Salesforce's biggest ever deal follows rival Oracle Corp's acquisition of social media marketing company Vitrue. Industry website TechCrunch said the Virtue deal was for $300 million.
Buddy Media, which allows customers to publish content and measure the effectiveness of social media marketing programs, serves Ford Motor Co, Hewlett-Packard Co, L'Oreal SA and Mattel Inc.
The five-year-old company, co-founded by its CEO Michael Lazerow, chose Salesforce's offer over Google Inc's, the All Things Digital website reported last week.
Lazerow has co-founded four other internet-based media companies. CBS Corp and Time Warner Inc have bought one each.
Buddy Media's investors include global advertisement company WPP Plc, Japan's SoftBank Capital, two founders of Angel Investors LP, Zynga Inc's CEO Mark Pincus and venture capitalist Peter Thiel.
Salesforce, which provides online sales management tools, said it will merge Buddy Media with its Radian6 business that helps clients track customer trends on social media sites.
"While the $689 million price tag ... is not cheap, we note that it values the company roughly in line with other recent deals in the social media marketing space," Evercore Partners analyst Kirk Materne said in a research note.
Materne, who has an "overweight" rating on Salesforce's stock, said the near-term hit to margins is worth the long-term benefit of building a premiere social media marketing platform.

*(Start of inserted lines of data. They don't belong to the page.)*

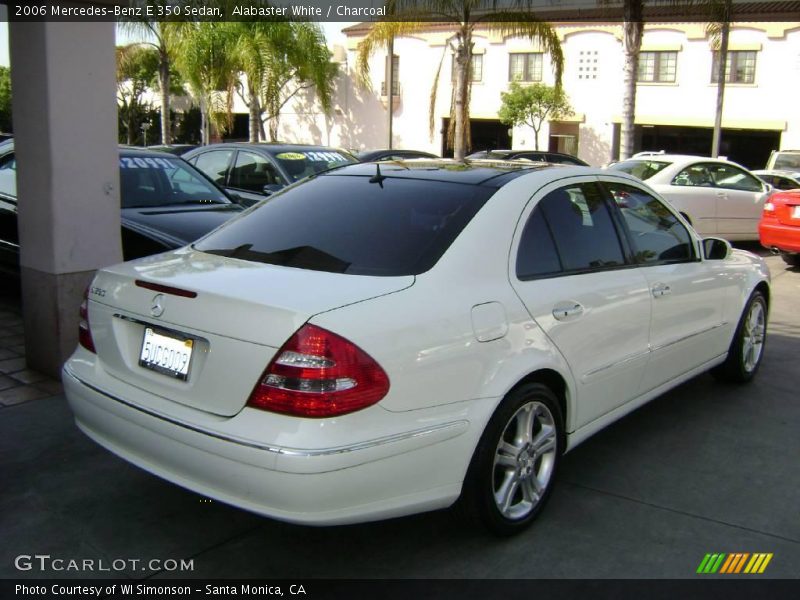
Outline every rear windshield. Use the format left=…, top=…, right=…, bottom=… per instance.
left=272, top=150, right=358, bottom=182
left=195, top=175, right=496, bottom=276
left=119, top=154, right=231, bottom=208
left=772, top=152, right=800, bottom=171
left=608, top=159, right=670, bottom=181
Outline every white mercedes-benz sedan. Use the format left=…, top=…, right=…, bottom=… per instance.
left=63, top=160, right=770, bottom=534
left=608, top=154, right=772, bottom=241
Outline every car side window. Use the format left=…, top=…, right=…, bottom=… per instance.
left=230, top=151, right=284, bottom=194
left=535, top=183, right=625, bottom=272
left=517, top=206, right=561, bottom=280
left=0, top=153, right=17, bottom=198
left=771, top=177, right=800, bottom=190
left=708, top=164, right=764, bottom=192
left=672, top=165, right=714, bottom=187
left=193, top=150, right=233, bottom=186
left=603, top=182, right=695, bottom=265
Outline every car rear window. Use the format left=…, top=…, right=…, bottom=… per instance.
left=608, top=160, right=671, bottom=181
left=772, top=152, right=800, bottom=170
left=119, top=154, right=231, bottom=208
left=272, top=149, right=358, bottom=181
left=195, top=175, right=496, bottom=276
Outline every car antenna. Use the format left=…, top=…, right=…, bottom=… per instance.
left=369, top=163, right=386, bottom=189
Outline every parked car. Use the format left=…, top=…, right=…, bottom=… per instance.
left=0, top=142, right=243, bottom=272
left=751, top=169, right=800, bottom=190
left=608, top=154, right=772, bottom=240
left=63, top=160, right=770, bottom=534
left=183, top=143, right=358, bottom=204
left=356, top=149, right=439, bottom=162
left=765, top=150, right=800, bottom=171
left=467, top=150, right=589, bottom=167
left=758, top=189, right=800, bottom=267
left=147, top=144, right=197, bottom=156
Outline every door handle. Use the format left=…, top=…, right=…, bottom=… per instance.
left=650, top=283, right=672, bottom=298
left=553, top=301, right=583, bottom=321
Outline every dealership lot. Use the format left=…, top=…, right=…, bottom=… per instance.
left=0, top=246, right=800, bottom=578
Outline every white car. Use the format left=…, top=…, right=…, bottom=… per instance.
left=751, top=169, right=800, bottom=190
left=608, top=154, right=772, bottom=241
left=63, top=160, right=769, bottom=534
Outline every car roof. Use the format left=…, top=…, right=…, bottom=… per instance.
left=750, top=169, right=800, bottom=179
left=187, top=142, right=350, bottom=154
left=614, top=154, right=749, bottom=171
left=0, top=139, right=178, bottom=158
left=323, top=158, right=585, bottom=188
left=119, top=146, right=186, bottom=158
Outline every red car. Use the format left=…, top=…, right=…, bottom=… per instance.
left=758, top=190, right=800, bottom=267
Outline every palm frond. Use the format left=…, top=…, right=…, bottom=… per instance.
left=477, top=16, right=564, bottom=87
left=356, top=21, right=438, bottom=89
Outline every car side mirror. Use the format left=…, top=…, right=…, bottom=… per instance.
left=703, top=238, right=733, bottom=260
left=264, top=183, right=283, bottom=196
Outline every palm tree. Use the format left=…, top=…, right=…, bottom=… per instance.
left=176, top=21, right=238, bottom=144
left=706, top=0, right=733, bottom=158
left=116, top=44, right=158, bottom=145
left=620, top=0, right=644, bottom=160
left=231, top=21, right=338, bottom=142
left=616, top=0, right=732, bottom=160
left=119, top=13, right=185, bottom=146
left=358, top=0, right=564, bottom=160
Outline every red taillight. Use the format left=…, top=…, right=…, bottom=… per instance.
left=78, top=287, right=97, bottom=354
left=247, top=325, right=389, bottom=418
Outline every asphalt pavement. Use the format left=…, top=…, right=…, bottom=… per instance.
left=0, top=246, right=800, bottom=579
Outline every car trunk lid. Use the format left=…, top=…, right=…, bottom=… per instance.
left=89, top=249, right=414, bottom=416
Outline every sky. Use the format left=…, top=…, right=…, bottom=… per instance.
left=0, top=14, right=353, bottom=67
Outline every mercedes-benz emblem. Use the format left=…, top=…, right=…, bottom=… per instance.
left=150, top=294, right=164, bottom=317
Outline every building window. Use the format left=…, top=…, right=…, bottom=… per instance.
left=638, top=52, right=678, bottom=83
left=578, top=50, right=598, bottom=79
left=508, top=52, right=542, bottom=81
left=450, top=54, right=483, bottom=83
left=381, top=54, right=400, bottom=96
left=711, top=50, right=756, bottom=83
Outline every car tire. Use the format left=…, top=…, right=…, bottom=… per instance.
left=458, top=383, right=565, bottom=536
left=711, top=290, right=767, bottom=383
left=781, top=252, right=800, bottom=267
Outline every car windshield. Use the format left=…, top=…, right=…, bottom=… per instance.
left=195, top=174, right=496, bottom=276
left=608, top=159, right=671, bottom=181
left=119, top=155, right=230, bottom=208
left=272, top=149, right=358, bottom=182
left=772, top=152, right=800, bottom=171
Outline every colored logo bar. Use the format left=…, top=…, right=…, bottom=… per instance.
left=697, top=552, right=773, bottom=575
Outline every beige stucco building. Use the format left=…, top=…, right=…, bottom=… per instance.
left=258, top=21, right=800, bottom=168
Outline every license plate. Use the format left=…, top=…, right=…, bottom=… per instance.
left=139, top=327, right=194, bottom=381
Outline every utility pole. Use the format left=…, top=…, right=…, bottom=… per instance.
left=386, top=36, right=394, bottom=150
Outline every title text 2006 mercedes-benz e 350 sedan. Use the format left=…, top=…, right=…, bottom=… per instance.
left=63, top=161, right=769, bottom=533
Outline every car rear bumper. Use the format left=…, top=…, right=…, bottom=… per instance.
left=62, top=362, right=491, bottom=525
left=758, top=223, right=800, bottom=252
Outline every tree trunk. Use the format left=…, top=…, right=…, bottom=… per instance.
left=453, top=33, right=472, bottom=161
left=158, top=54, right=172, bottom=146
left=711, top=0, right=731, bottom=158
left=619, top=0, right=644, bottom=160
left=247, top=81, right=261, bottom=144
left=384, top=36, right=394, bottom=150
left=200, top=98, right=210, bottom=146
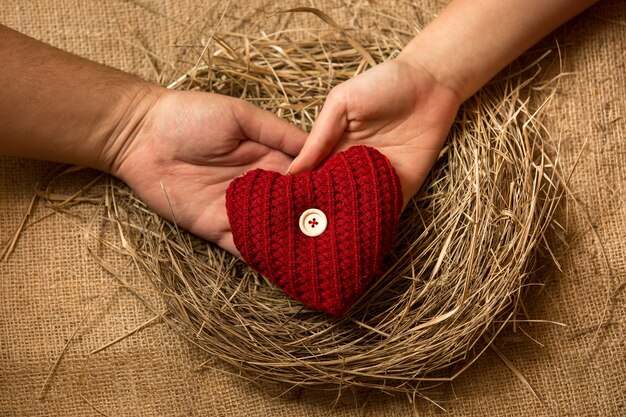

Salesforce cut its adjusted full-year profit to $1.45 to $1.49 per share, from $1.60 to $1.63 per share, to factor in charges from the deal.
The company raised its revenue outlook to $2.99 billion to $3.03 billion, from $2.97 billion to $3.00 billion.
The transaction is for about $467 million in cash, $184 million in stock, and $38 million invested Salesforce options and restricted stock units.
The deal is expected to be completed during the third quarter, the company said in a statement.
Shares of Salesforce, which closed at $130.99 on Friday on the New York Stock Exchange, fell 2 percent to $128.20 in trading before the bell on Monday.